真っ白い病室に負けないほどの肌の白さ。か細く痩せたからだを背を起こしたベッドにもたれさせて、今日もういは読書をしている。余程集中していたのか暫くして俺がベッド横の椅子に座っていたのに気づいて、「声掛けてくれた良かったのに」と薄く優しく笑った。

「いや、あまりにも夢中になってたから」
「今ね、遠くの国の不思議な物語を読んでるの」
「そうか」

 ういは読んでいたページに押花の栞を挟んで本を閉じた。
 余命数ヶ月のういがここまで穏やかになれるまで、自分を受け入れられるまでどれほどの時間を要しただろう。薬の副作用に耐えながら、毎日泣いて、たまに暴れてしまって。耐えに耐えて、俺の腕の中で「死ぬのが怖いよ」と震えていたういはもうどこにもいない。死を受けいれた人間はこんなにも穏やかでいられるものかと。俺の気持ちの方が追いついていないくらいだ。

「ういの好きなケーキ買ってきた。食べるか?」

 「食べられるかなぁ」とクスクス笑っているういを横目に備え付けの小さな冷蔵庫から割と小さめなショートケーキを取り出す。近くの棚から皿とフォークを出してういの目の前のテーブルへと置いた。すると、ういは俺の腕へと手を伸ばして軽く触れ、「あーんして欲しい」と可愛くおねだりをしてきた。こんな小さな事でも頼られるのは嬉しいがそれを悟られたくなくて、「しょうがねぇな」と平静を装いながら上に乗っていた大きくて真っ赤ないちごへとフォークを伸ばすと今のういから発せられる最大限の大きな声で「あー!」と叫んだ。「どうした?」とフォークの動きを止めて、ういを見ればムスッとした顔をしている。

「私、上のいちごは最後に食べる派なの」
「そうだったな、悪い」

 ういの頭を撫でて、すぐにスポンジの先の方へフォークを入れれば、ういは目を輝かせながら口を開けてた。フォークを口に入れれば、目が三日月へと変わる。

「美味いか?」
「うん。美味しい」

 口の中で甘さを楽しむように味わっているのか目を閉じているうい。また、スポンジへとフォークを入れようとした時、ういの表情が曇ってしまった。

「獄さん、ごめんなさい」

 何がごめんなさいかわからない俺は様子を伺うようにういと向き合う事しか出来なくて。ういは続いて気まずそうに口を開く。

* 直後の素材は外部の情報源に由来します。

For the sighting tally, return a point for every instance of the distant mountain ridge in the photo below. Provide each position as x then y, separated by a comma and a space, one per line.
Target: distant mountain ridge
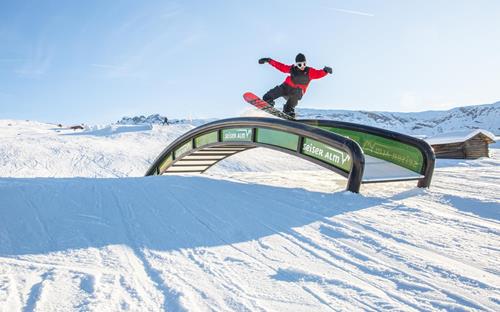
158, 119
427, 123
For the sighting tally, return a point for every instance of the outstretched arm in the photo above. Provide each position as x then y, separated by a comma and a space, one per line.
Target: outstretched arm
280, 66
319, 73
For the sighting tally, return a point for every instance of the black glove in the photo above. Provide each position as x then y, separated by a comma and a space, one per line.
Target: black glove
264, 60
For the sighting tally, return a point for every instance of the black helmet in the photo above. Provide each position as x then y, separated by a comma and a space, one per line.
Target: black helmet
300, 58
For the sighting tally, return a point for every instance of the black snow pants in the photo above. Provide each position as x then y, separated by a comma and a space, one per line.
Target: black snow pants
292, 96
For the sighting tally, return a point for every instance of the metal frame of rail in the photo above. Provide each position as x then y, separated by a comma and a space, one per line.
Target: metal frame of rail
203, 147
403, 150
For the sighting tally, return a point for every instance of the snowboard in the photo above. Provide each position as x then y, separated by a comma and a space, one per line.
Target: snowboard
263, 105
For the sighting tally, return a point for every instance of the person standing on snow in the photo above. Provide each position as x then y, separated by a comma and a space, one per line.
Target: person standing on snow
295, 85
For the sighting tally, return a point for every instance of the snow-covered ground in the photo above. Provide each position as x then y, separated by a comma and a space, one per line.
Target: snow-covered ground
260, 232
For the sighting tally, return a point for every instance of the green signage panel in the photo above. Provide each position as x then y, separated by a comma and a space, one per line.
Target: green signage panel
186, 147
166, 162
277, 138
393, 151
237, 135
205, 139
326, 153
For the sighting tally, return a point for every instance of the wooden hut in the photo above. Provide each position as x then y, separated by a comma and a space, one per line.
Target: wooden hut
462, 145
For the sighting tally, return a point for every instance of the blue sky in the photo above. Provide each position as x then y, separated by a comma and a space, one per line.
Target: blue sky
96, 61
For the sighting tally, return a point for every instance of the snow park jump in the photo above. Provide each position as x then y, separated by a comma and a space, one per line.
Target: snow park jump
360, 153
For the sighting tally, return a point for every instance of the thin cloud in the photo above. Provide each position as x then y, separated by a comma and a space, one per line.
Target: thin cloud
39, 61
353, 12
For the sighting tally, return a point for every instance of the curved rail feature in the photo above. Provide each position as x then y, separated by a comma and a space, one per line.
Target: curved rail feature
201, 148
390, 156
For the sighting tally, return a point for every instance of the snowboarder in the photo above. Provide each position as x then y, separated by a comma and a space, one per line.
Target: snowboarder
295, 85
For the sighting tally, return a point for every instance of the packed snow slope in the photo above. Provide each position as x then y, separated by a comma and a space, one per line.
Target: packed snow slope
260, 232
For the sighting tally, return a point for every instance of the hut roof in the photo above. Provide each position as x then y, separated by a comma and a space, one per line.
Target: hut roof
459, 136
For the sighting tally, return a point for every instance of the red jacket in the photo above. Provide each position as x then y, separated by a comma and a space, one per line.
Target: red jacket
298, 78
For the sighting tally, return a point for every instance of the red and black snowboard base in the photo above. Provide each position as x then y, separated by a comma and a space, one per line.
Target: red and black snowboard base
263, 105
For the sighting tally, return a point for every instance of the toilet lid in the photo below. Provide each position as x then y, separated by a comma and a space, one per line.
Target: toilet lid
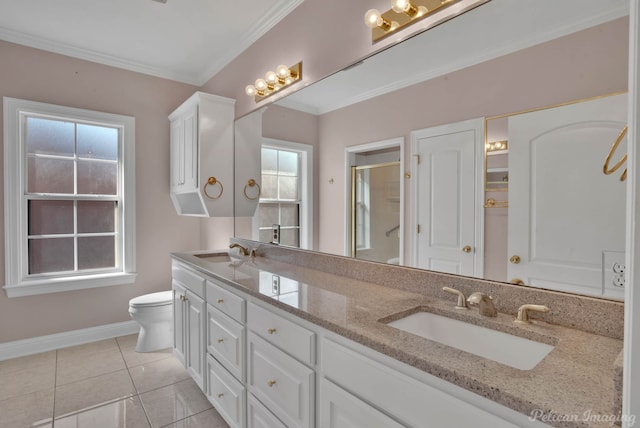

「もう食べられないかな……。でもね、いちごは食べたいの。ちょっとだけでいいから」
「わかった」

 ういに気を使っては欲しくないのだ。ケーキだって少しでも食べてくれればという想いで買ってきたのだ。一口食べられただけでももう充分だというのに。
 ういの望んだどおりいちごの先をフォークで切って、ういの口へと運べばういの目から涙が伝ってきてしまった。

「うい」
「美味しいね」

 胸の内から込み上げるものを言葉にできなくて、ゆっくりとういを抱きしめた。人並以下の体温を抱えて、救ってあげられない自分の無力さに心の内で舌打ちをする事しか出来ない自分が不甲斐なくて。唯一出来るキスをういの唇へと落とした。